Note that the step condition-specific logical product circuits 134 are not limited to this configuration, but as shown in FIG. 23, they are each composed of a two-input logical product (AND) circuit, a three-input logical product (AND) circuit, and a logical negation (NOT) circuit.
The following describes the alternate processing in detail with reference to these circuits.
FIG. 24 corresponds to FIG. 4, and shows specific examples (1) to (4) of the full-text search operation condition commands generated by the command generation circuit 127 in this second example.
In this second example, unlike the first example (FIG. 4), the command generation circuit 127 structures commands of Steps 1-11 so that search operations for the characters and character string are carried out alternately. In order to enable this alternate processing, this second example differs from the first in that 1) the fourth command 127 given by the step condition generation circuit 133 is added as a step condition 133 (in this example, the signal that is a logical “0” for Step 1 and a logical “1” for steps other than Step 1), 2) the flag shift direction is rightward instead of leftward, and 3) all of the tournament conditions given are “direct input.”

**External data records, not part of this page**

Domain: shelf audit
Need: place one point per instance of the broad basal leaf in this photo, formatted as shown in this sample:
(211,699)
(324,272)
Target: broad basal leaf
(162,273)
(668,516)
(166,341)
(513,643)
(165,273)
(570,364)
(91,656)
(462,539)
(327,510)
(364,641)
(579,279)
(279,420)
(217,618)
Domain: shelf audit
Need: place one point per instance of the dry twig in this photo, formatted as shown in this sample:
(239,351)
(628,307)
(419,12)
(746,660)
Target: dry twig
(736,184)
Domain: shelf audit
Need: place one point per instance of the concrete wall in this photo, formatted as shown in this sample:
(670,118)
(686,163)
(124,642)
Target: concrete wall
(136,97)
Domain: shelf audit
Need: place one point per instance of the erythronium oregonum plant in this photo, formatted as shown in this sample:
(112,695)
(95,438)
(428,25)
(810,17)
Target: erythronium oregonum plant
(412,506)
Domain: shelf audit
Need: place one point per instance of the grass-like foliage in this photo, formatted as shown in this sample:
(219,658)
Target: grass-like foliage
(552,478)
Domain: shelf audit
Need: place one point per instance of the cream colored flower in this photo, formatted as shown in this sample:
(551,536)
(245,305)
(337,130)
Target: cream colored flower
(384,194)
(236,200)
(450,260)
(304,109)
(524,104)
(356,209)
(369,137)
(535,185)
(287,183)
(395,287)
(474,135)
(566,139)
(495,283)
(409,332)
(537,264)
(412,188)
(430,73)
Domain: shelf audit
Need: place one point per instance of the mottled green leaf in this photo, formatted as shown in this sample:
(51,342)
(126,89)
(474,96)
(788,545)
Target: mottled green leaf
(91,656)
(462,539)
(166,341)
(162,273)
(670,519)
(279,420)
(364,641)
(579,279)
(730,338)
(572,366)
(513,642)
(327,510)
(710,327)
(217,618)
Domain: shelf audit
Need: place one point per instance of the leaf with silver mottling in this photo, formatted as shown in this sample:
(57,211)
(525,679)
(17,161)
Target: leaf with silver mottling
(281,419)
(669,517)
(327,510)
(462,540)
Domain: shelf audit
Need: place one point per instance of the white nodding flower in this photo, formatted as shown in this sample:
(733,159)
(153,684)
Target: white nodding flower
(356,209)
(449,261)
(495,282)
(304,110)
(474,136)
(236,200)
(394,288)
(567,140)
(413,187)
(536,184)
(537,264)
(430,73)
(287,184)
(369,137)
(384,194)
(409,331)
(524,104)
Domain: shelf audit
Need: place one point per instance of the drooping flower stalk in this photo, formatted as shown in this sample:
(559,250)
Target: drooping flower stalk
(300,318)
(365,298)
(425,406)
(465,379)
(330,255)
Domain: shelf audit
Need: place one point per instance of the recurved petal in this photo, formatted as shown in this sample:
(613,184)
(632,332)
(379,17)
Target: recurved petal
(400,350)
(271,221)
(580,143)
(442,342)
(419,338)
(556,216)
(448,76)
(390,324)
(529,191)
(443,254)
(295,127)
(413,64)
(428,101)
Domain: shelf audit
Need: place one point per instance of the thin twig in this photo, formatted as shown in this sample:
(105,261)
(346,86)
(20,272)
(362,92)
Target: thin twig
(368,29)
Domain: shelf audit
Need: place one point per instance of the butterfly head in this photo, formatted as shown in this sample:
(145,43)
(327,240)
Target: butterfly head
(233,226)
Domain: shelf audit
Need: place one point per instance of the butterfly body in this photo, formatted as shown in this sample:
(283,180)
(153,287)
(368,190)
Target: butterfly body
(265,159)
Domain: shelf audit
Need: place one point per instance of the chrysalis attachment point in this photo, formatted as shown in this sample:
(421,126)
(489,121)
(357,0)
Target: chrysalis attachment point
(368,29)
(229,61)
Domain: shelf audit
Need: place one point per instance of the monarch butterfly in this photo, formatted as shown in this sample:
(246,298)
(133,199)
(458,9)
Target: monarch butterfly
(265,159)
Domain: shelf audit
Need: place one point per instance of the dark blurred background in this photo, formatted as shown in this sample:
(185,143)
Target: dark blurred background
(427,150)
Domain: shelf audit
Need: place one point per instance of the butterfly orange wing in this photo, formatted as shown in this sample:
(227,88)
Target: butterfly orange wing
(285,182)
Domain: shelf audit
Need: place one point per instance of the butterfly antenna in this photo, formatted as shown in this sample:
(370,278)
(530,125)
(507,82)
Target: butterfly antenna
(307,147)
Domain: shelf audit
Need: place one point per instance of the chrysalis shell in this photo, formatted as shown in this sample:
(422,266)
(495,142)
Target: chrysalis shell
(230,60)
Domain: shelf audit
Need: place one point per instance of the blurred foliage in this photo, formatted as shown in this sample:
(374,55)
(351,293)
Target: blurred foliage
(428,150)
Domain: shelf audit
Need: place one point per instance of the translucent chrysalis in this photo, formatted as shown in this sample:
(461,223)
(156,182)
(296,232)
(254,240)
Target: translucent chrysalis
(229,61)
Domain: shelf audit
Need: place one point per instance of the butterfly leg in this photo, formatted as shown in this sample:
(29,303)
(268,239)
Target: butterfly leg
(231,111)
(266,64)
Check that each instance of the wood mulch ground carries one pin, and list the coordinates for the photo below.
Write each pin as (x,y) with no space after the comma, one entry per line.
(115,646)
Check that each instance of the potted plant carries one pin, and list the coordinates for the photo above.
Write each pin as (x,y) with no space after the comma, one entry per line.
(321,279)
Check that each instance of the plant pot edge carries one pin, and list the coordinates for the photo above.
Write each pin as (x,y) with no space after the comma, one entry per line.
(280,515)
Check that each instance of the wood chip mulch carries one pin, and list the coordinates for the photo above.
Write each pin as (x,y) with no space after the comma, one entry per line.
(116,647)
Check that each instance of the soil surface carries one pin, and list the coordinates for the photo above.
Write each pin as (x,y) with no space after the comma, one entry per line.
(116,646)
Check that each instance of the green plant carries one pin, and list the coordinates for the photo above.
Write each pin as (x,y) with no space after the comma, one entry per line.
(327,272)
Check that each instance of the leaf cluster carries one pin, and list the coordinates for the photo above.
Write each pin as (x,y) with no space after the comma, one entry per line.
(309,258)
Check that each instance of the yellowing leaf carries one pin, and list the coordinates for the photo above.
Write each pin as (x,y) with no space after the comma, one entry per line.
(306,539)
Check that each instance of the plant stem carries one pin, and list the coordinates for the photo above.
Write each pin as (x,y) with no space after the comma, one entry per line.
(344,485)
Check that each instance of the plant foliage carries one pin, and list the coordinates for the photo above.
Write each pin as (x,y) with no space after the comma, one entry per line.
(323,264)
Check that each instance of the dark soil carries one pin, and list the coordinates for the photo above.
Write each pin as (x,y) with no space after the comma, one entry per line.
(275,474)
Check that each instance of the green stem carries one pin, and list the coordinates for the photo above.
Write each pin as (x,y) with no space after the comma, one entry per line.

Next, the data state transitions for the full-text search in this second example will be described with reference to FIG. 25 and FIG. 26.
Note that the search target is the same as in the first example (FIG. 5 and FIG. 6), and the search character “search” is searched for in the character text data 132 of “full text search.” The number of processing steps is also the same as in the first example above, i.e., 11 steps.
The processing for each step (1-11) is performed by the full-text search circuits 103 using the commands (comparison data 123, shift clock 130, step condition 133, and tournament operation conditions 129) provided by the command generation circuit 127.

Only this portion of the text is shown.